Keza Davanın sadece asıl işverene veya son alt işveren yerine başka bir işverene karşı açılması halinde ise, husumetten yanılmaya göre durum değerlendirilmelidir. Asıl işveren alt işveren ilişkisinin muvazaalı olmadığı, kısaca asıl-alt işveren ilişkisi bulunduğu iddia edildiğinde, husumetin tevcihinde hata kabul edilerek, alt işverene dava dilekçesi tebliğ edilerek, davalı taraf olarak davaya kabul edilmelidir.

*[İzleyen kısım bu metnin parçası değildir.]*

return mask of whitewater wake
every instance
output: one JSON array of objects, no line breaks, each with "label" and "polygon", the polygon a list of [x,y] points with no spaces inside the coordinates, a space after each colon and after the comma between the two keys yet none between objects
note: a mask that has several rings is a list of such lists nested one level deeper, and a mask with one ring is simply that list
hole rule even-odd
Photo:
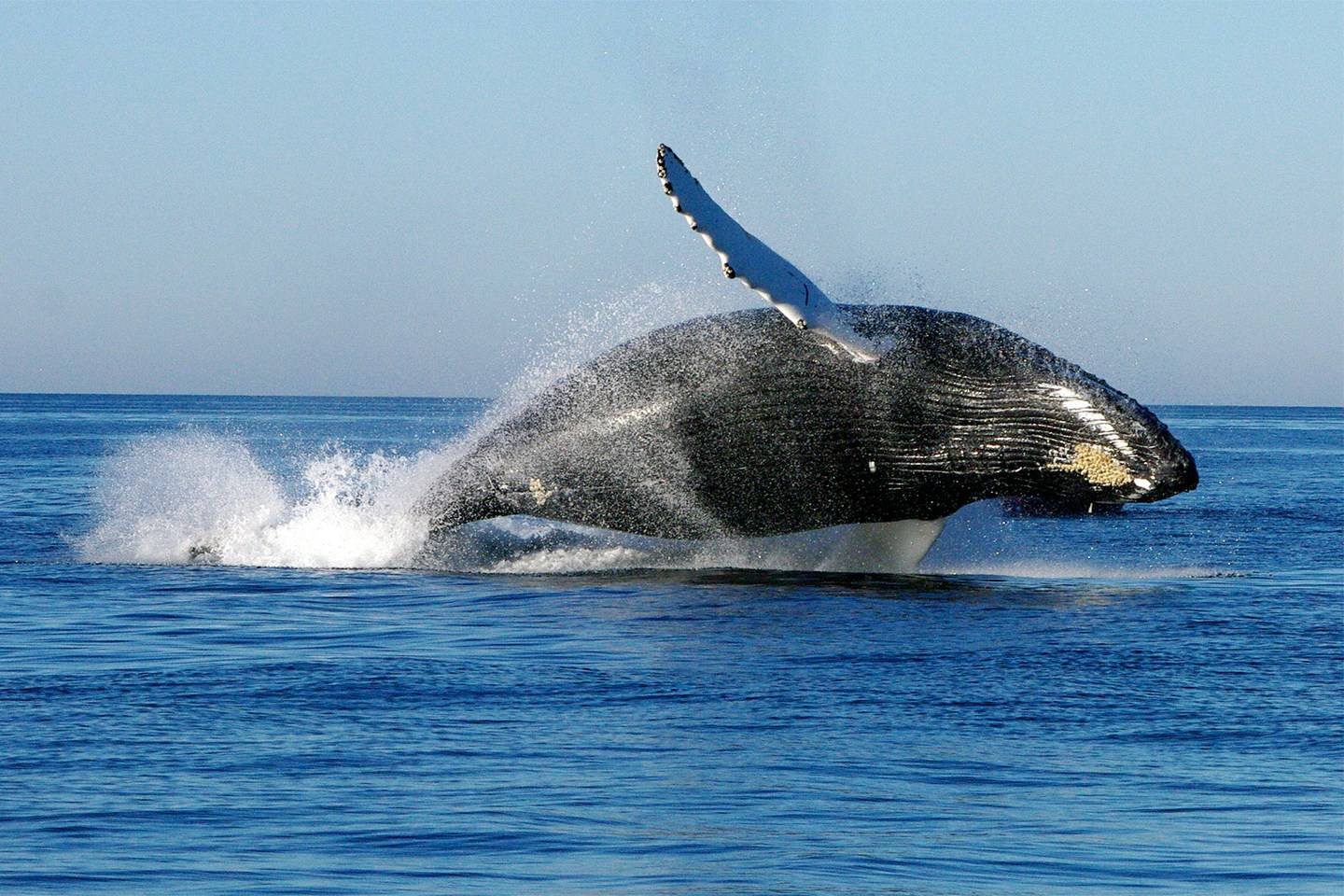
[{"label": "whitewater wake", "polygon": [[101,563],[261,567],[410,566],[429,535],[411,508],[442,458],[331,446],[297,482],[239,439],[145,437],[110,457],[94,486],[97,525],[78,540]]},{"label": "whitewater wake", "polygon": [[[1200,567],[1117,567],[1031,556],[996,505],[942,528],[907,521],[773,539],[672,541],[505,517],[430,539],[417,500],[464,450],[403,457],[329,445],[267,466],[249,445],[207,431],[141,437],[109,457],[94,484],[95,525],[77,539],[91,563],[294,568],[429,568],[472,574],[617,570],[930,572],[1103,579],[1202,578]],[[289,469],[285,474],[281,469]]]}]

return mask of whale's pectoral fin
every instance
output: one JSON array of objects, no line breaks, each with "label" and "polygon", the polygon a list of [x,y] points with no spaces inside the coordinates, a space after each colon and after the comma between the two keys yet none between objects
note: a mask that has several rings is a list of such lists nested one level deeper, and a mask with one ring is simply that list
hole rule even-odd
[{"label": "whale's pectoral fin", "polygon": [[677,154],[659,146],[659,177],[676,208],[723,262],[723,274],[758,292],[798,329],[806,329],[848,352],[853,360],[878,360],[879,349],[855,333],[839,309],[806,274],[749,234],[704,191]]}]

Somut uyuşmazlıkta, mahkemece yazılı fesih olmadığı için davanın kabulüne karar verilmiş ise de davacının hangi işveren nezdinde işe iadesine karar verildiğinin gösterilmemesi hatalı olmuştur. Ayrıca davalı Üniversite, davalılardan ... şirketi ile bir ihale sözleşmesi imzalamadığını savunmuş, davalı ... şirketi de bu savunmayı doğrular şekilde davaya cevap vermiştir. Davalı Peltem şirketi ile davalı Üniversite arasında hizmet alım sözleşmesinin başlangıç tarihi ise 15/01/2014 tarihidir. Dosya arasında bulunan davacıya ait işe giriş ve işten çıkış belgelerine göre davacının, davalı şirketler ... ve Peltem"de herhangi bir çalışması yoktur. Davacının işe giriş ve çıkış bildirgeleri dava dışı ...isimli firma tarafından yapılmış, 15/01/2014 tarihinde bu firma tarafından davacının işten çıkışı yapılmş, 16/01/2014 tarihinde yine aynı firma tarafından işyeri adresi olarak bu firmanın adresi gösterilerek davacı işçinin işe girişi yapılmıştır. Mahkemece davacının iddia ettiği fesih tarihine göre gerçek işvereni tespit edilmeden karar verilmesi ve işe iadenin birden fazla davalı bulunmasına rağmen hangi işveren nezdinde yapıldığının gösterilmemesi hatalı olup bozmayı gerektirmiştir.
SONUÇ:
Temyiz olunan kararın yukarıda yazılı sebepten BOZULMASINA, peşin alınan temyiz harcının istek halinde ilgiliye iadesine 30.03.2016 tarihinde oybirliği ile karar verildi.